In wenigen Zeilen und völlig unvermittelt eröffnet König Ludwig II. seinem Hofsekretär Lorenz von Düfflipp am 30. September 1870 den Bauauftrag zum heutigen Schloss Linderhof:
„Majestät möchten, ähnlich wie ich Herrn Hofrath hier aufzeichne, den kleinen Anbau am Häuschen des Linderhofes herstellen lassen“.
Eine kleine Skizze im Brief konkretisiert den königlichen Befehl: An das alte Jagdhaus seines Vaters, das Ludwig erst kurz vorher neu einrichten ließ, dockt asymmetrisch ein länglicher Annex bestehend aus drei Räumen an.
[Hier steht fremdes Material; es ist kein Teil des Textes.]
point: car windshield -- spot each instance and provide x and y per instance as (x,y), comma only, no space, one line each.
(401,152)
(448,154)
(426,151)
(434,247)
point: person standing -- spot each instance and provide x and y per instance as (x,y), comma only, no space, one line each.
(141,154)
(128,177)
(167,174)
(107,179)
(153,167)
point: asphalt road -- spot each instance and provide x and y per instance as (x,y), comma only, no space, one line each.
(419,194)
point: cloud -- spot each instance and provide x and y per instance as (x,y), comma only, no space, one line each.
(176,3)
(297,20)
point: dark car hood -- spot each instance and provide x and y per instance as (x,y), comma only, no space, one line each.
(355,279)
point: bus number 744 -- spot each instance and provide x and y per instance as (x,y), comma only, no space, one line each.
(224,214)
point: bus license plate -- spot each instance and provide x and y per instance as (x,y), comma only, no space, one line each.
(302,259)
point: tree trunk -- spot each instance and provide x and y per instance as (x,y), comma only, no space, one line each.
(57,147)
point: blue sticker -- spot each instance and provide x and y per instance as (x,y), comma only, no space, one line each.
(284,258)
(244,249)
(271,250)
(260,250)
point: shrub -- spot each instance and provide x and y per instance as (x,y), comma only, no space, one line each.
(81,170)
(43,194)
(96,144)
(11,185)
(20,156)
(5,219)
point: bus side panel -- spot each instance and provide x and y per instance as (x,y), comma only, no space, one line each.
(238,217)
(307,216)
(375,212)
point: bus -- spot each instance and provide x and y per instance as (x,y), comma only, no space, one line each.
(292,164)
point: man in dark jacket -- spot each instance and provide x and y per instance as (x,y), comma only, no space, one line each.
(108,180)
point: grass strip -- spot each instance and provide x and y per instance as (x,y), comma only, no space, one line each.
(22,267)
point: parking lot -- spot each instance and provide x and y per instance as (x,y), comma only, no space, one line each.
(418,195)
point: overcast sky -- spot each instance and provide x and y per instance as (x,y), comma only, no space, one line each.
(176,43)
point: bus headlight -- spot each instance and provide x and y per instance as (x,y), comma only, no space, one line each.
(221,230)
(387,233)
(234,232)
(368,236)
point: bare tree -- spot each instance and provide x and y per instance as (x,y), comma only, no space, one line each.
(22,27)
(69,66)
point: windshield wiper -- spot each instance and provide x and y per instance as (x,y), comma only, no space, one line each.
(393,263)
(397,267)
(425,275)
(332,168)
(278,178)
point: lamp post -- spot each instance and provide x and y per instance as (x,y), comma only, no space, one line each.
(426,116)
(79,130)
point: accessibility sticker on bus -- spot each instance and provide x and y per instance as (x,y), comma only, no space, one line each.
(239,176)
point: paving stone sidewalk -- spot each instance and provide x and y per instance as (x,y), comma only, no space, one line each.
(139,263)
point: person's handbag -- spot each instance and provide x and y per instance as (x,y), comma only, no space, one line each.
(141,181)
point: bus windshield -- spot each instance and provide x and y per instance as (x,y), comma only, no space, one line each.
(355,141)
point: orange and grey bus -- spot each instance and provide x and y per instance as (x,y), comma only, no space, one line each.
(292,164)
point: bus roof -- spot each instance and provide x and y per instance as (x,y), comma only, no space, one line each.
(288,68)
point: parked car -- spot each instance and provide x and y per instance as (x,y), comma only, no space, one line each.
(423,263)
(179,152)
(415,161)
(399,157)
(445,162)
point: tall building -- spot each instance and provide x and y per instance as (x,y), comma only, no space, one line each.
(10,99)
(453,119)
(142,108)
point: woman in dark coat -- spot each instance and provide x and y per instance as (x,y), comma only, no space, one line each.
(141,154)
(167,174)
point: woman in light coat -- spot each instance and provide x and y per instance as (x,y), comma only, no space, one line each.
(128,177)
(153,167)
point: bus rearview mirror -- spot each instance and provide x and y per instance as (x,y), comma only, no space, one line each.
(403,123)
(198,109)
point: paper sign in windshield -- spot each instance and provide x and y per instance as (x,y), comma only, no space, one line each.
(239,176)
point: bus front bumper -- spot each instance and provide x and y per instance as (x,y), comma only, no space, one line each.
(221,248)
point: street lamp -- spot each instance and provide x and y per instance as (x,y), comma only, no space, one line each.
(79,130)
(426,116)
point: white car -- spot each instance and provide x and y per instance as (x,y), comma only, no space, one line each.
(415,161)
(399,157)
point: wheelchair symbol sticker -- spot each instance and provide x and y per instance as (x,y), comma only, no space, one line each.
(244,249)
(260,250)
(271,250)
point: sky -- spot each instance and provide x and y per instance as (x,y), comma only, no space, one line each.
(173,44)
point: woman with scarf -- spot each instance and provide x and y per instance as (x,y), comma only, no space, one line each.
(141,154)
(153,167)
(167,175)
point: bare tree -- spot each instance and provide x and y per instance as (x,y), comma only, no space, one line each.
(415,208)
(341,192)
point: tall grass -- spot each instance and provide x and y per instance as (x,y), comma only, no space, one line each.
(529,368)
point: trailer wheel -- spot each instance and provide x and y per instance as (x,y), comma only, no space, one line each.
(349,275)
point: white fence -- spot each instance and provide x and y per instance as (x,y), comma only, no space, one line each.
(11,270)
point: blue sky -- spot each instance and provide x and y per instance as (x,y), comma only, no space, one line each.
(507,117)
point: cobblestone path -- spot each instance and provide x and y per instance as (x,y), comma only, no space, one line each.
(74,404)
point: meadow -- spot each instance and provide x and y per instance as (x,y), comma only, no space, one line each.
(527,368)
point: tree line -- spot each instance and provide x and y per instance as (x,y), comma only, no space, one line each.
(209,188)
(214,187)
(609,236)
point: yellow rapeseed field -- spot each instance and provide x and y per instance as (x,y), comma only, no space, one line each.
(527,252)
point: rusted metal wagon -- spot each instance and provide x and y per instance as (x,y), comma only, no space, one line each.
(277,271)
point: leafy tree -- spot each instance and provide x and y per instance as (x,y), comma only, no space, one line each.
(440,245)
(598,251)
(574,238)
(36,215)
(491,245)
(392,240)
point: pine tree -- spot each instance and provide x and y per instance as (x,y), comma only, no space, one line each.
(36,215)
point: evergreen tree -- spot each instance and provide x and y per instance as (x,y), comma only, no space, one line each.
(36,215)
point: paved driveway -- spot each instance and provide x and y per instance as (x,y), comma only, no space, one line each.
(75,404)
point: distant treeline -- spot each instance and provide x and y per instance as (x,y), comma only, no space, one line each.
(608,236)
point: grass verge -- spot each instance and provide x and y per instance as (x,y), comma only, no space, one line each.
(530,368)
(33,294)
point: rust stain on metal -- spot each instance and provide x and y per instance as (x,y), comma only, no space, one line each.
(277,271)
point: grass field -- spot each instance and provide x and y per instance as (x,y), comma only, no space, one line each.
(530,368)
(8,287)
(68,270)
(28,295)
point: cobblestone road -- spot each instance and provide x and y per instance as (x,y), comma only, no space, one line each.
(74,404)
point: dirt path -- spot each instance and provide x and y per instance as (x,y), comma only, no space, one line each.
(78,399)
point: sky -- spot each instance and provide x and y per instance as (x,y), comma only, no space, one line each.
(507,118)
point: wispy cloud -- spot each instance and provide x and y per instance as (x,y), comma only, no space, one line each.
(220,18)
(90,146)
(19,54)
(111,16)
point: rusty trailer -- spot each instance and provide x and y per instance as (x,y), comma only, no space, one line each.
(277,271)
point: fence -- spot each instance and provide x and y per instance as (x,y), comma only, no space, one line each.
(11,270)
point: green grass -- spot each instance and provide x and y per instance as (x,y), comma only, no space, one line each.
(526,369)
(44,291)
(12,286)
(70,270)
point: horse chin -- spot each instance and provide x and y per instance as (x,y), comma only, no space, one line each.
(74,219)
Ein Durchbruch in der Nordwand seines Arbeitszimmers soll dem König den gewünschten Ausstieg in eine andere, im Rokoko-Stil dekorierte Welt verschaffen, ein Wunsch, der kurz vor der Deutschen Reichsgründung im Jahr 1871 und dem damit einhergehenden Verlust der Bayerischen Souveränität verständlicher nicht sein konnte.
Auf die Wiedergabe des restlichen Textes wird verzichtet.